Nami’s hibachi meals come with soup and salad. I didn’t expect the soup to be such a high point of the meal, but it was outstanding – a velvety, rich beef broth with enoki mushrooms. The greens in our salads were very fresh and we enjoyed the gingery dressing. To be honest, I was nervous about the hibachi. Like stand-up comedy, good hibachi can be enjoyable and involving, but at its worst it can be awkward and uncomfortable. I was relieved when other diners were seated at our hibachi table halfway through our appetizers. Hibachi is always more fun with a group, and even better, our tablemates were in a party mood.
Our hibachi chef, a young man who (with a wink) told us to call him Jackie Chan, was amazingly skilled behind the grill. He juggled the implements and ingredients with such ease that we never feared that something would be dropped or splashed, a trust that’s important to cultivate whenever knives are flying through the air. He started by preparing the fried rice, juggling and cracking the eggs, then mixing in the rice and other seasonings. We enjoyed watching the show while sipping Sapporo on draft ($5).
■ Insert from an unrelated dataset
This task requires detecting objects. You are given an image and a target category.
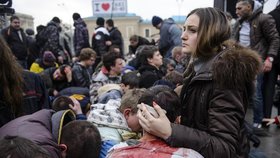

After piling the fried rice on our plates, our chef began cooking the main ingredients. Nami offers many hibachi options – I chose the Scallop ($29) and my husband ordered the Filet Mignon, medium rare ($32). The chef managed the table’s five orders without a problem, even accommodating specific dietary needs. We were impressed that the cubed filet was cooked perfectly to order, and I noted the flavor of the fried rice, which was more complex than most and not too salty. To accompany the hibachi, the chef prepared an ample pile of vegetables, and we each had creamy seafood and tangy ginger sauces. While cooking, he continued to interact and entertain us with hibachi theatrics. His most appreciated trick was squirting sake in our mouths, and we must have made a hilarious sight trying to catch it without laughing.
We wisely packed up some of our hibachi to save room for dessert. The Bittersweet Chocolate Mousse ($7.50) was a surprisingly large dish: the orange-laced dark chocolate mousse was accompanied by a scoop of ice cream and a sliced half orange.
Tying the meal together was a high standard of service – our hostess, waitress and hibachi chef were very experienced and attentive. With all that Nami had to offer, a return visit is definitely in order.